Through the investment, the two companies acquired the equity stake of Nurron Pharmaceuticals, worth $1 million. In addition, they secured the right to preferentially negotiate a drug candidate for an investigational Parkinson's disease treatment.

Daewoong and Hanall also said that their collaboration with Nurron would help them communicate with more U.S. biotech and pharmaceutical experts.

Why are the two companies aggressively building partnerships with American biotech firms?

An official at Daewoong said many startups were doing business with various platform technologies in Boson, and some of them hit the jackpot.

For Daewoong, seeking to work with a U.S. partner is a strategy to select a company with promising technologies and invest in the firm intensively to secure future growth engines, the official said.

It could also save the time and effort to develop a new drug, he added.

Some companies seek partnerships with a foreign firm or a research institute to develop therapies for rare diseases.

Last month, GC Pharma signed a deal with U.S. company Speragen to jointly develop a Succinic Semialdehyde Dehydrogenase Deficiency (ADHD), a rare intractable disease.

On Aug. 2, the company also clinched a licensing and collaboration agreement with Japan’s Tottori University to jointly develop an oral chaperone drug to treat GM1 gangliosidosis (GM1).

Both SSADHD and GM1 are neurodegenerative diseases inherited recessively due to insufficient enzymes caused by genetic defects.

As there is no treatment for the two diseases, GC Pharma aims to develop the first-in-class drug of each illness, respectively.

For an SSADH therapy, GC Pharma will receive from Speragen the right to the plasmid-related patent to produce SSADHD protein.

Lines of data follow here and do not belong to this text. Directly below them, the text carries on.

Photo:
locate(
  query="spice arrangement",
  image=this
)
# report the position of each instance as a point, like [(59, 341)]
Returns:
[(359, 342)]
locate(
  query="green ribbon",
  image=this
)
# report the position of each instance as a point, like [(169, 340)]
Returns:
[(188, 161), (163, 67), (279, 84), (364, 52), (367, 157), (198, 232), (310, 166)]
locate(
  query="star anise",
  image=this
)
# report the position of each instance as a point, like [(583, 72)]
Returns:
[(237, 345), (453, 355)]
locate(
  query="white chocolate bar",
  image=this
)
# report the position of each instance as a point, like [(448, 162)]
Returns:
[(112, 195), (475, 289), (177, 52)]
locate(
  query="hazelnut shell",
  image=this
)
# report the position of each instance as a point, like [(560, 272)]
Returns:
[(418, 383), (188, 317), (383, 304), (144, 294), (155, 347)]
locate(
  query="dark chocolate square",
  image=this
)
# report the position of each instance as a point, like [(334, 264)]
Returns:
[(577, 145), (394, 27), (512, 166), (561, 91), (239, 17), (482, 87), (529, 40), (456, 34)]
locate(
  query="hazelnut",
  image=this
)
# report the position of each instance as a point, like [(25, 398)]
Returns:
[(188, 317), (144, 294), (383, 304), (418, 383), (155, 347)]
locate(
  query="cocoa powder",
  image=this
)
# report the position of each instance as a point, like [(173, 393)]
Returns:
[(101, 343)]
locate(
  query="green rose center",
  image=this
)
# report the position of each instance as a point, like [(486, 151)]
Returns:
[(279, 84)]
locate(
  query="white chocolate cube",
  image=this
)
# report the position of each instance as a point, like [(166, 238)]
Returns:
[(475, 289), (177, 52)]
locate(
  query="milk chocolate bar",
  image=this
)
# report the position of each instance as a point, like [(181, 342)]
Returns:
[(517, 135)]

Speragen secured an exclusive license for the original patent from Washington State University in 2019.

In GM1 development, GC Pharma will get to borrow Tottori University’s candidate substance screening technology.

Tottori University secured the GM1 treatment substance screening technology with the support from the Japan Agency for Medical Research and Development (AMED) and the collaboration with the National Institutes of Biomedical Innovation, Health, and Nutrition (NIBIOHN).

Others are working with foreign research and educational institutions to develop a new drug.

Since March, Yuyu Pharma has been jointly studying a new drug with the University of California, Los Angeles (UCLA).

UCLA Technology Development Group (TDG), which manages UCLA’s intellectual property rights and leads partnerships with private companies to commercialize research, connected the two.

Under the partnership, Yuyu and UCLA will conduct a series of new drug research projects to treat multiple sclerosis and stroke.

Yuyu gets the exclusive right to secure intellectual property rights for each new drug substance developed through collaborative research.

Pharmaceutical industry watchers said there would be more cases of global open innovation in the future and that the move is related to domestic drugmakers’ entry into foreign markets.

“The ultimate goal of new drug development is to sell the drug in global markets such as the U.S. or Europe,” an industry official said. “If a local company jointly develops a drug with a foreign research institute or a company, it can immediately respond to the foreign regulator in discussions.”

The recent development of contactless infrastructure such as Zoom also contributed to efficient communication with foreign researchers, the official went on to say.

“We can discuss drug development without meeting in person.”